Bernanke and Obama Foresee a Brighter Future
Apparently the words of Federal Reserve Chairman Ben Bernanke carry a little more weight with Wall Street these days than those of the Commander in Chief. Bernanke gave his reassuring prognosis to Congress last month that the recession could end before the close of 2009, and Wall Street reacted with a steadier day. But the volatility of the market and the economic bad news continued through February and into March, despite the White House efforts to stay positive about the economy.
Then Bernanke spoke up again on 60 Minutes this past weekend and his words of wisdom on everything from rate cuts to AIG seem to have a calming effect on the markets. Wall Street had started to rally on the profitable news of Citigroup and JPMorgan Chase, and that rally continued into this week. As 60 Minutes put it: “Ben Bernanke may be the most important Fed chairman in history. The question is, can he help lead America out of this deep recession and when?”
While most analysts expect the market to remain volatile for the foreseeable future, it is hoped that a little good news in this gloomy economy can go a long way. President Obama began stressing this month the importance of not focusing solely on the bad economic news. A White House spokesman stressed this past weekend that the fundamentals of the American economy are sound.
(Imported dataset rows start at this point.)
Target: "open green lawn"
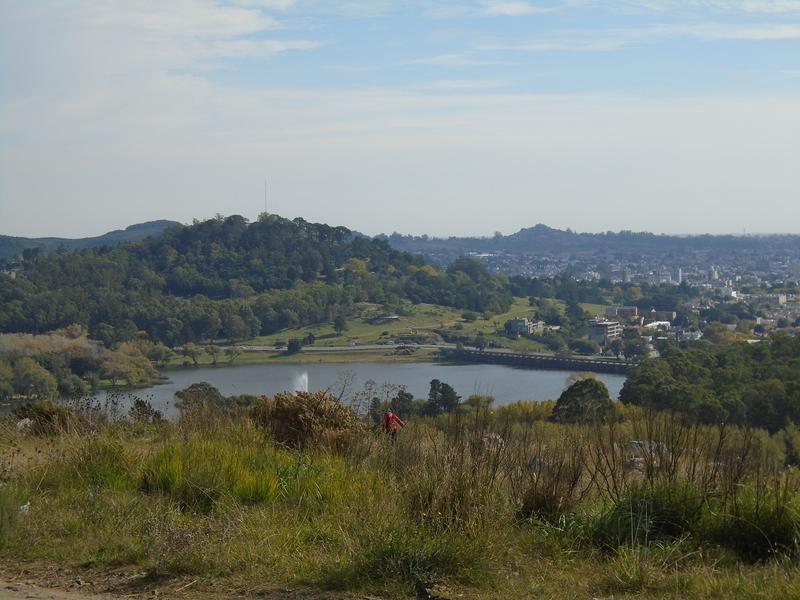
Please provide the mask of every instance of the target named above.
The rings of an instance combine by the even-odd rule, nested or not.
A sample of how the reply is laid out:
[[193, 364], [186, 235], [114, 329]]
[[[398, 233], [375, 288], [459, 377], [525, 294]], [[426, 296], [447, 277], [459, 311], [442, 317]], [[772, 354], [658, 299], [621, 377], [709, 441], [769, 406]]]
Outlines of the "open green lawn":
[[593, 317], [605, 317], [606, 316], [606, 305], [605, 304], [589, 304], [589, 303], [582, 303], [581, 308], [588, 312]]
[[[408, 304], [398, 319], [375, 321], [373, 317], [381, 311], [378, 305], [363, 304], [360, 306], [361, 316], [350, 318], [347, 329], [337, 335], [332, 323], [317, 323], [307, 327], [284, 329], [272, 335], [259, 336], [243, 342], [249, 345], [273, 345], [278, 341], [286, 342], [292, 338], [304, 338], [313, 333], [316, 346], [346, 346], [351, 343], [376, 344], [396, 340], [402, 336], [424, 335], [433, 333], [434, 329], [449, 327], [461, 321], [461, 311], [437, 306], [434, 304]], [[328, 337], [331, 336], [331, 337]]]
[[[556, 301], [558, 302], [558, 301]], [[558, 302], [563, 306], [562, 303]], [[592, 312], [602, 313], [600, 305], [585, 305]], [[259, 336], [243, 342], [246, 345], [271, 346], [277, 342], [286, 343], [292, 338], [302, 339], [313, 334], [317, 339], [315, 346], [347, 346], [349, 344], [380, 344], [394, 341], [402, 342], [404, 338], [422, 336], [429, 341], [441, 341], [436, 330], [447, 329], [454, 334], [475, 336], [479, 332], [500, 346], [515, 350], [541, 351], [544, 347], [531, 340], [510, 340], [503, 335], [503, 325], [508, 319], [530, 317], [532, 309], [527, 298], [515, 298], [511, 308], [502, 314], [492, 315], [485, 319], [479, 315], [475, 321], [462, 318], [465, 311], [437, 306], [434, 304], [408, 304], [397, 319], [375, 320], [380, 314], [377, 305], [364, 304], [360, 307], [361, 316], [348, 319], [347, 329], [338, 335], [332, 323], [318, 323], [307, 327], [284, 329], [272, 335]]]

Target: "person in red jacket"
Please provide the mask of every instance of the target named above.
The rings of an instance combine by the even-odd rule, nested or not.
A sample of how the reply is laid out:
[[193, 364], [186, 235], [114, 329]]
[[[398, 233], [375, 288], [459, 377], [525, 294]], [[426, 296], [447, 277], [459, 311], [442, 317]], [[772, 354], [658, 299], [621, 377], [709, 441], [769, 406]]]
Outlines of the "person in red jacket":
[[391, 435], [392, 441], [394, 441], [397, 437], [397, 430], [405, 426], [406, 424], [403, 422], [403, 420], [392, 411], [387, 410], [383, 414], [383, 425], [381, 426], [381, 430]]

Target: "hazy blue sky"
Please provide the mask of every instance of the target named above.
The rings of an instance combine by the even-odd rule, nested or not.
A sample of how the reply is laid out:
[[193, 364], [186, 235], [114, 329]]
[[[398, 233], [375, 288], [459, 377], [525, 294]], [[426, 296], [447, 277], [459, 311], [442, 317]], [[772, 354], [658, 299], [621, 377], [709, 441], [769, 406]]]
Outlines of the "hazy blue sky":
[[3, 0], [0, 233], [800, 232], [800, 0]]

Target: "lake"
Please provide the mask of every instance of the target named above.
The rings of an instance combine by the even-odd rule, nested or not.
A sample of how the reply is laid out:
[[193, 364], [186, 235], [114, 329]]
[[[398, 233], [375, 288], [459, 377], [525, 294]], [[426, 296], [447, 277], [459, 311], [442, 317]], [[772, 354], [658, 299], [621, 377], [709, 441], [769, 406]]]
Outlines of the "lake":
[[[348, 395], [364, 389], [368, 381], [405, 385], [415, 398], [427, 398], [431, 379], [452, 385], [464, 399], [470, 394], [495, 397], [496, 405], [518, 400], [555, 400], [566, 387], [569, 371], [521, 369], [504, 365], [458, 365], [447, 363], [352, 363], [308, 365], [242, 365], [197, 367], [166, 371], [169, 382], [136, 390], [166, 416], [177, 412], [176, 391], [192, 383], [207, 381], [225, 396], [274, 394], [281, 391], [332, 390], [338, 394], [347, 384]], [[624, 375], [599, 374], [612, 398], [619, 395]], [[124, 401], [124, 398], [123, 398]]]

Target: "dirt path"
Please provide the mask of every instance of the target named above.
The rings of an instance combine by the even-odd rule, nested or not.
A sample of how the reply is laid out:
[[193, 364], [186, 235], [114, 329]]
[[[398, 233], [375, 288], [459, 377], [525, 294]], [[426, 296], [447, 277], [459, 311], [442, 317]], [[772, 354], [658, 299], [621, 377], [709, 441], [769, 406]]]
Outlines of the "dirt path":
[[0, 581], [0, 600], [22, 600], [23, 598], [37, 600], [110, 600], [111, 596], [104, 594], [87, 595], [83, 592], [64, 592], [26, 583]]
[[[114, 593], [95, 593], [91, 590], [63, 590], [44, 588], [32, 583], [8, 582], [0, 579], [0, 600], [133, 600], [137, 598], [147, 598], [148, 600], [163, 598], [181, 600], [197, 600], [199, 598], [246, 598], [247, 595], [235, 592], [216, 594], [213, 592], [190, 592], [185, 594], [174, 590], [167, 590], [165, 594], [158, 592], [114, 592]], [[259, 600], [381, 600], [374, 596], [342, 596], [342, 595], [317, 595], [314, 593], [306, 594], [303, 592], [292, 592], [290, 590], [275, 590], [273, 592], [261, 592], [257, 594]]]
[[130, 569], [75, 568], [44, 562], [0, 560], [0, 600], [381, 600], [375, 596], [321, 590], [205, 584], [191, 577], [153, 577]]

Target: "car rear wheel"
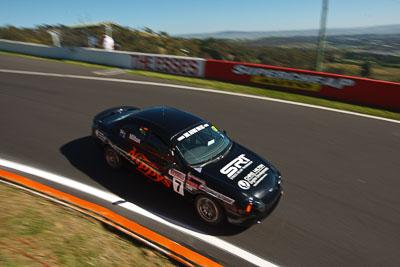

Unfortunately for the White House, this tact has been met with skepticism and derision. Some pundits have compared President Obama’s latest attitude with that of Senator John McCain, who was ridiculed during the campaign for seeming out of touch with his sound assessment of the economy at the end of 2008.
A month after stating in his address to both houses of Congress that “We will rebuild, we will recover and the United States of America will emerge stronger than before,” President Obama’s optimism has done little to bolster the markets on his own.
When asked by Scott Pelley on 60 Minutes if Bernanke thinks the recession is going to end this year, he said, “In the sense that this decline will begin to moderate and we’ll begin to see leveling off. We won’t be back to full employment. But we will see, I hope, the end of these declines that have been so strong in a last couple of quarters.”
Bernanke stressed that the key to the country’s economic recovery is the banking system. Investors and analysts have been waiting to hear definitive plans from the Obama administration on how it will solve the baking crisis. As those plans have become clearer in the last two weeks, the markets had remained largely unimpressed.
Ryan Larson, head of equity trading at Voyageur Asset Management, said the market is looking for insights into the Treasury Department’s plans to “stress test” the banks and remove the toxic assets from their books.
As Bernanke explained, “…we are doing a stress test right now, where we’re looking at what the positions of the banks are under a tougher economic scenario than the one that we currently expect. And what we plan to do is to say how much capital would each bank need to be well capitalized. Not just solvent, but well capitalized, even in these more adverse scenarios.” Bernanke believes the government has a responsibility to stabilize these failing financial institutions by gradually taking them apart. The sold off subsidiaries of institutions like AIG would be used to pay back the government.
In the months to come, Wall Street’s reaction to the government’s efforts to stabilize the banking system will be interesting. Bernanke makes the road ahead sound logical and reassuring, despite the continued bad news and the illogical behavior of bailed out companies like AIG.